Local students learn the ancient craft of soapstone carving

About 30 enthusiastic First Nations, Metis and Inuit students from Red Deer’s St. Francis of Assisi Middle School and St. Thomas Aquinas Middle School got to learn about soapstone carving first hand in a two hour workshop recently.

Instructor Robert Cahill, from Central Arctic Services Ltd. in Edmonton, ran the session during which students designed, carved and polished their own soapstone carving. Owls, polar bears, turtles and hearts are the most popular carvings with the students.

Always fascinated by the art, Cahill learned his soapstone carving skills while watching and working with traditional Inuit carvers in Nunavut. “I actually brought a couple of carvers down from Nunavut at first. I took them around and brought them into schools and then after three or four years of watching them I started doing it on my own. I learned from them and thought, I can do that, and now I do carving in Gjoa Haven in Nunavut (where Cahill spends his summers).
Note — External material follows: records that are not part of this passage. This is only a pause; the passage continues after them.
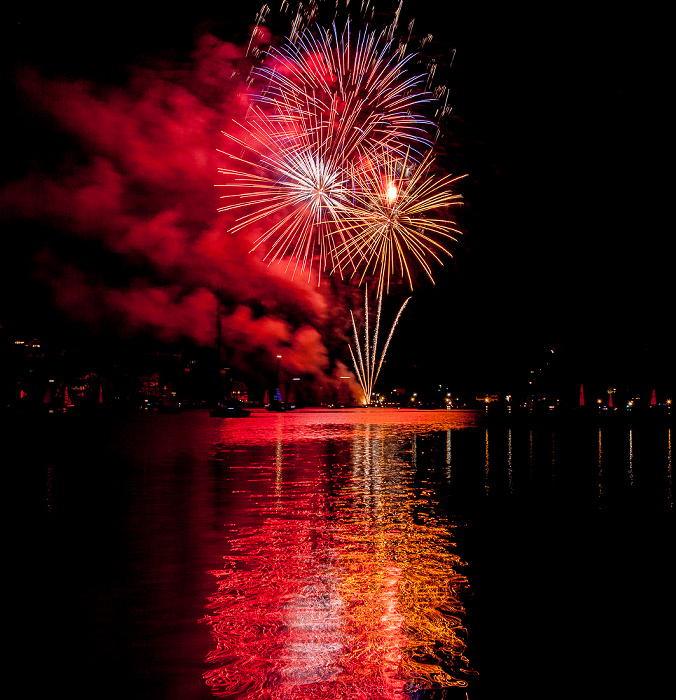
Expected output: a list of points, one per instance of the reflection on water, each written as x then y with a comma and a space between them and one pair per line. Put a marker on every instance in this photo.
324, 553
346, 584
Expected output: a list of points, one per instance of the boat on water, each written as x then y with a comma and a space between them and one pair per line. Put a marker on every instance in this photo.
279, 406
230, 409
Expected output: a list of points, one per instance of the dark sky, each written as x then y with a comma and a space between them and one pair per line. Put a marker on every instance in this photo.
558, 119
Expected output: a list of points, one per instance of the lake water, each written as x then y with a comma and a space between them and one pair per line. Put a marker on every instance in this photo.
339, 554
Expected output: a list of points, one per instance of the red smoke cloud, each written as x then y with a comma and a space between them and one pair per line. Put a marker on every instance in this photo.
135, 180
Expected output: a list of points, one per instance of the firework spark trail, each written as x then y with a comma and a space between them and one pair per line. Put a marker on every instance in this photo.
367, 371
299, 187
323, 101
361, 94
390, 220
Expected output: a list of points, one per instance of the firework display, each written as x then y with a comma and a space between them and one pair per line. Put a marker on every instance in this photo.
367, 365
332, 167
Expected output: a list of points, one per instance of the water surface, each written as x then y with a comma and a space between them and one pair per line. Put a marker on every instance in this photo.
357, 554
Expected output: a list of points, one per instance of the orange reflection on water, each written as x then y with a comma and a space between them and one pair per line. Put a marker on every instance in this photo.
347, 586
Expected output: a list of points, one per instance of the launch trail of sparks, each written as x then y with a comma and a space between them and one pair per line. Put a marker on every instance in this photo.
367, 366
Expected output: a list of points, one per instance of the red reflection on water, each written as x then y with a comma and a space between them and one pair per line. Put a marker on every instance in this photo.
344, 585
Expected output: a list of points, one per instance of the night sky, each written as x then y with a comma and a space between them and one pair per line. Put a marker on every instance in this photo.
107, 204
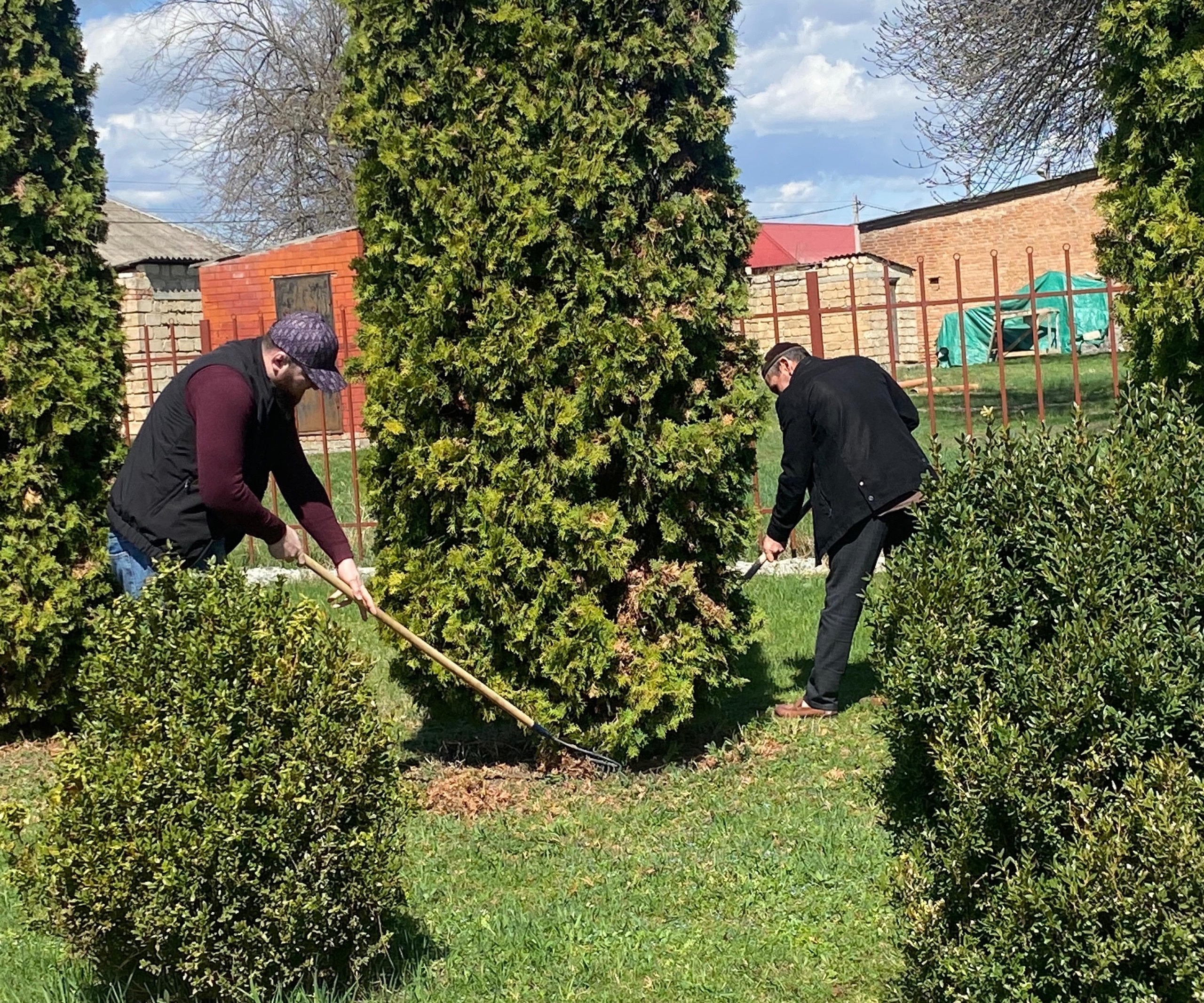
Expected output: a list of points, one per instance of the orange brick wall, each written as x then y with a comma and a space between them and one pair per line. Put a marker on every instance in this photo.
239, 300
1046, 222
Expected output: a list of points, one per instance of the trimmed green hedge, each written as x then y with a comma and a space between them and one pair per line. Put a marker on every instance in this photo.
61, 359
562, 412
1042, 643
229, 812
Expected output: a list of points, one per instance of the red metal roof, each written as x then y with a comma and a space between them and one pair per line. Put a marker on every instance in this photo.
801, 244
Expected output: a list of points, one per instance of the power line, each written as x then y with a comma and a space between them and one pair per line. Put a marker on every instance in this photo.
799, 215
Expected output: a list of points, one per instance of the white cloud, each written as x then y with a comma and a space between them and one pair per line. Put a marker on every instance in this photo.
819, 91
139, 139
828, 197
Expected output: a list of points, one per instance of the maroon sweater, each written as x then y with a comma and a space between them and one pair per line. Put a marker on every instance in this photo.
221, 405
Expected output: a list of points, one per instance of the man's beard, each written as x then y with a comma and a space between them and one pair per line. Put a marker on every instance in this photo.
285, 396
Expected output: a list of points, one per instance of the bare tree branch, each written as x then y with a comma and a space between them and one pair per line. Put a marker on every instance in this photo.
1012, 85
257, 82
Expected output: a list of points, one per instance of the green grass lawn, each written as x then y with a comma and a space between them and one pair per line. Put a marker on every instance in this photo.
745, 862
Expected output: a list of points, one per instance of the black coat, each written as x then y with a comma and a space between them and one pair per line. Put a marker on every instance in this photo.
156, 503
847, 439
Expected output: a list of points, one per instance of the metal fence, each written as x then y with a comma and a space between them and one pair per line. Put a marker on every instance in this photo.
1014, 383
858, 308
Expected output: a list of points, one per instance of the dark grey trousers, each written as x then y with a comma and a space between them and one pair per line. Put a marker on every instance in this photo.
850, 565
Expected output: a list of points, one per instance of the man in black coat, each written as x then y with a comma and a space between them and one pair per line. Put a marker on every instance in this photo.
847, 440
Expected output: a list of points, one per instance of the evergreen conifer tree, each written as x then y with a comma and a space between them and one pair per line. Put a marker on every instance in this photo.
61, 355
562, 410
1154, 240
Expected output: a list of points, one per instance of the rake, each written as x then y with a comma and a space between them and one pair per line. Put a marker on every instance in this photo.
605, 763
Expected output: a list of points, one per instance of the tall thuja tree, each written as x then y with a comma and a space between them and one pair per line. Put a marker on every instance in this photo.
1154, 240
61, 357
564, 413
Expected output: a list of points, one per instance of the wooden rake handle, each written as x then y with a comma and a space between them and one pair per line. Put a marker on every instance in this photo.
463, 675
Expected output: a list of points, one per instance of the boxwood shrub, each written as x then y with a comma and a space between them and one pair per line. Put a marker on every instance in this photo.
228, 813
1042, 645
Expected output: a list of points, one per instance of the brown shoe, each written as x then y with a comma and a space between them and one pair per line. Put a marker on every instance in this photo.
801, 708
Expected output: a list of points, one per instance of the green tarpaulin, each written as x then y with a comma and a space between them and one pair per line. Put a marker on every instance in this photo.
1053, 322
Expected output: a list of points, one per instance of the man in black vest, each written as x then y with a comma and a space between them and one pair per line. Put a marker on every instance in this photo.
194, 481
847, 440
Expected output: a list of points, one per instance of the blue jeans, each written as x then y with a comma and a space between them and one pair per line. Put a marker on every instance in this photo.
132, 568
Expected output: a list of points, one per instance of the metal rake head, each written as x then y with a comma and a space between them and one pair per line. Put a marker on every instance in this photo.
605, 764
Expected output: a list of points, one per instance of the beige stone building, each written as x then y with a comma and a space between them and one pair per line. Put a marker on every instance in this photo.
781, 308
156, 263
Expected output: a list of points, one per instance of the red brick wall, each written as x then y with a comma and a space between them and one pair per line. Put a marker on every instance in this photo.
239, 300
1046, 222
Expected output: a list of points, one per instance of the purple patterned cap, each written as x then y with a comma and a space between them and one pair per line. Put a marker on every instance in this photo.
311, 342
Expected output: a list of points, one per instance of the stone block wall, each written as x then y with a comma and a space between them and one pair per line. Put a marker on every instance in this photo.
162, 321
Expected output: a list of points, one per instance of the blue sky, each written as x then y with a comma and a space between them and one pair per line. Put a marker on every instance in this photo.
814, 128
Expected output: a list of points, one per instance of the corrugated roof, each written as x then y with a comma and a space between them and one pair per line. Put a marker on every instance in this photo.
136, 237
294, 242
801, 244
979, 201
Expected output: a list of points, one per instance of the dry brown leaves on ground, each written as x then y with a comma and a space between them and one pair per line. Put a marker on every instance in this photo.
471, 791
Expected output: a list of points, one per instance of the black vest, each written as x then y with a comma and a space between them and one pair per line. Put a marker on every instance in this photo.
156, 504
I love it.” Although he adds, that since he spends his winters based in Edmonton and spends more time teaching, he is carving less.

Soapstone carving is an art form unique to the Arctic, says Cahill, and “Like a lot of art forms, soapstone carving takes on a life of its own as the animals or whatever emerge from the stone. You start off with that piece of rock, and when you look at it, you can visualize what it is; it’s a creation. In Inuit culture soapstone carving goes back thousands of years, and was often done by the shamans (the medicine men). Carvers in Gjoa Haven can sell their work in Vancouver or New York for as much as $5,000. It’s a very popular art form up north.”

While traditional soapstone carving uses stone found in the Canadian Arctic, for his classes Cahill provides the students with soapstone from Brazil which doesn’t have as many impurities in it and is softer and easier to shape for the students. This way they can complete a small carving in a couple of hours.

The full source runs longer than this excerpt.